Memnuniyetsizliğin üstesinden henüz gelinmedi
De Morgen, Cumhurbaşkanı Emmanuel Macron’un seçim zaferinin getirdiği rahatlamayı halka yönelik hissedilir iyileştirmelerin izlemesi gerektiğine inanıyor:
“2. Macron’un 1. Macron’dan farklı bir ton bulması gerekecek. Derinlerdeki Jüpiter’i bastırmalı ve daha ziyade vatanın babası rolüne bürünmeli. Cumhurbaşkanı ilk döneminde ülkesini modern bir rotaya soktu ve şimdi bu rotanın mümkün olduğunca çok sayıda Fransız için yeterince mutluluk ve refah getireceğini kanıtlaması gerekiyor. Halkının büyük kısmı buna henüz ikna olmuş değil. İlk sınav, Fransa’nın yeni bir parlamento seçeceği haziran ayında verilecek. Durum zor. ... Üstesinden gelinmesi gereken çok büyük bir memnuniyetsizler engeli var.”
Bir çözüm olarak AB
Frankfurter Allgemeine Zeitung, seçim kampanyası boyunca AB’ye bağlı kalmasından ötürü Macron’u övüyor:
“Sarsıcı derecede büyük bir aşırı sağcılar grubu ile daha da büyük bir hoşnutsuzlar grubunu karşısına alan Macron, benzer sıkıntılar içine düşen pek çok Avrupalı politikacının yaptığı gibi kurtuluşunu taktiksel Avrupa şüpheciliğinde aramadı. Bilakis, küreselleşmenin hem maddi hem de kimlik politikalarına yönelik sorunlarına çözüm olarak AB’yi sunma yiğitliğini gösterdi.”
Avrupa'nın ona ihtiyacı var
Politiken rahatlamış görünüyor ve aynı zamanda Macron'un önündeki pek çok zorluğa dikkat çekiyor:
“Onu bekleyen büyük görevler var. Yönünü kaybetmiş Alman hükümetini düşündüğümüzde, Rusya karşısında bir arada durabilmek için AB'nin Macron'a ihtiyacı olduğu ortada. Almanya Şansölyesi Olaf Scholz göründüğü üzere bu görev için hazır değil ve Danimarka'nın dahil olması beklenen Avrupa Ortak Güvenlik ve Savunma Politikası'nın geliştirilmesinde de Fransa'nın liderliğine ihtiyaç var. ... [Ancak] bu yılki cumhurbaşkanlığı seçimi sadece memnuniyet verici değildi, aynı zamanda sosyo-politik ve demokratik bir uyanış çağrısıydı.”

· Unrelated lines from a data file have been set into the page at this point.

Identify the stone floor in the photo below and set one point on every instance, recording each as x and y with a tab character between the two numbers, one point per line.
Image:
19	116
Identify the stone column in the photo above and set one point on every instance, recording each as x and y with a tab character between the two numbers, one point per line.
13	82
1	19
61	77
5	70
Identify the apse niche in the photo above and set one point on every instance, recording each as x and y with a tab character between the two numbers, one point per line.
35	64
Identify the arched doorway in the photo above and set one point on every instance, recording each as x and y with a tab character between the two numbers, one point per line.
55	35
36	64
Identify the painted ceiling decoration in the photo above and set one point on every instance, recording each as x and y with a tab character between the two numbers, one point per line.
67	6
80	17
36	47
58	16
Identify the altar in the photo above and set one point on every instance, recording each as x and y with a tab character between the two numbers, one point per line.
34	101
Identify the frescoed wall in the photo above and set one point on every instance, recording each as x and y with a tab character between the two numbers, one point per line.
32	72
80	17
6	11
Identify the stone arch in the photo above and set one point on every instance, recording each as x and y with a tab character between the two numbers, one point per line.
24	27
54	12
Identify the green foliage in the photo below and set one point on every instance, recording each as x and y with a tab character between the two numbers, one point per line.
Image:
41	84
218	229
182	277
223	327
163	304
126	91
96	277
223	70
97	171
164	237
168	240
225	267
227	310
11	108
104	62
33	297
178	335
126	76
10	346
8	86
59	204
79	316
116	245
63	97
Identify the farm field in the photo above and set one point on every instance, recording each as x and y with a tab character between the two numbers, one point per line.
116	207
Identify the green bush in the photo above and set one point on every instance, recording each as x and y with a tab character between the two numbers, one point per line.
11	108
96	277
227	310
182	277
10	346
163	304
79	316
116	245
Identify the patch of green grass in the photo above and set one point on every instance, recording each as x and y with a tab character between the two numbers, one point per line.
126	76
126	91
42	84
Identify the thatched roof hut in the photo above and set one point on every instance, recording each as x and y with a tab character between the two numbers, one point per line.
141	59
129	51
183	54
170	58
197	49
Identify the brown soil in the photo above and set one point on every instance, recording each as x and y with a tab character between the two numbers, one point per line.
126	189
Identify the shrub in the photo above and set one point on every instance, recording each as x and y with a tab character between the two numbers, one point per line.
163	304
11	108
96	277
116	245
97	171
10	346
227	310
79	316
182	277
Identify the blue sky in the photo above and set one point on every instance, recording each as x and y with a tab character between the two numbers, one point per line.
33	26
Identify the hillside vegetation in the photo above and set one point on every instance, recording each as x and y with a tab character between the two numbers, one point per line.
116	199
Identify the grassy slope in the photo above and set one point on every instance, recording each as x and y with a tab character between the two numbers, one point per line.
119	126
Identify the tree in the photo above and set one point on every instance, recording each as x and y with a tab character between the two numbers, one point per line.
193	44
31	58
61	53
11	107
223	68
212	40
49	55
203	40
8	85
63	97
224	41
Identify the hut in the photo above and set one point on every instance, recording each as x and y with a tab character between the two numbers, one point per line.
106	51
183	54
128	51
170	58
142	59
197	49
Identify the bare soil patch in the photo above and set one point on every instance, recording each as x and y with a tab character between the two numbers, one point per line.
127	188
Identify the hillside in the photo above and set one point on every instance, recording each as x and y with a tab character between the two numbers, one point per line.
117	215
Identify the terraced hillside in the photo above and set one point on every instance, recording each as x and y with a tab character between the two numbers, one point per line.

Sıradan insanlar için öncelik cüzdanları
Jutarnji list, Macron’un Le Pen’e karşı kazanmasını sağlayan unsurun radikalleşme korkusu olmadığını öne sürüyor:
“Biz ve Avrupa’nın geri kalan ülkeleri kendimizi kandırmamalıyız: Fransızlar için Le Pen’in kazanmasının iyisiyle kötüsüyle Paris-Berlin eksenine dayanan AB’den uzaklaşılması ve hatta birliğin sonu ya da Avrupa’nın iki dünya savaşını tetiklemiş olan ve Ukrayna’da bir üçüncüsü riskiyle bizi karşı karşıya bırakan milliyetçi çatışmalara doğru kayması anlamına gelmesi önemli olmakla birlikte belirleyici değildi. ... Mevcut ekonomik krizde kimin iktidarında daha az ıstırap çekecekleri Fransızlar için daha önemliydi. ... Sıradan insanlar, enflasyonun tasarruflarını mı yoksa maaşlarını, emekli aylıklarını ya da sosyal yardımlarını mı yuttuğuyla ilgileniyor.”